L’annonce faite par le Salvador d’adopter le bitcoin en tant que monnaie légale a fait couler beaucoup d’encre. Mais il semble qu’il y ait des implications négatives immédiates pour le crédit, et une large utilisation du bitcoin est peu probable.
Le 7 septembre 2021, le bitcoin a eu cours légal au Salvador, suite à l’approbation du parlement le 9 juin 2021. Le lancement a souffert de plusieurs ratés, notamment en ce qui concerne l’utilisation du porte-monnaie cryptographique Chivo, soutenu par le gouvernement, qui a dû être temporairement mis hors ligne en raison de problèmes techniques. Cependant, plusieurs commerçants ont indiqué qu’ils avaient commencé à traiter les paiements en bitcoins, notamment les grandes entreprises.
Une large utilisation du bitcoin est peu probable.

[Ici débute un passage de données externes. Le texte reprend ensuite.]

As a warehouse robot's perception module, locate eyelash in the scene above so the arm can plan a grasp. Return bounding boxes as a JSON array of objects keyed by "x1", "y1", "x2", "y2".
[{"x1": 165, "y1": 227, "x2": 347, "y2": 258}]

Le projet de loi stipule que tous les agents économiques, y compris le gouvernement, “doivent” accepter les bitcoins comme moyen de paiement, à l’exception de ceux qui n’ont pas la technologie pour le faire, mais que les prix “peuvent” être exprimés en bitcoins.
Une enquête menée par la Chambre de commerce et d’industrie du Salvador a montré que plus de 90 % des personnes interrogées ne souhaitent pas être obligées d’accepter le bitcoin comme moyen de paiement, et 75 % ont déclaré qu’elles continuent à utiliser le dollar américain. De vastes manifestations contre l’adoption obligatoire du bitcoin ont également eu lieu, à la fois avant et après le jour du lancement.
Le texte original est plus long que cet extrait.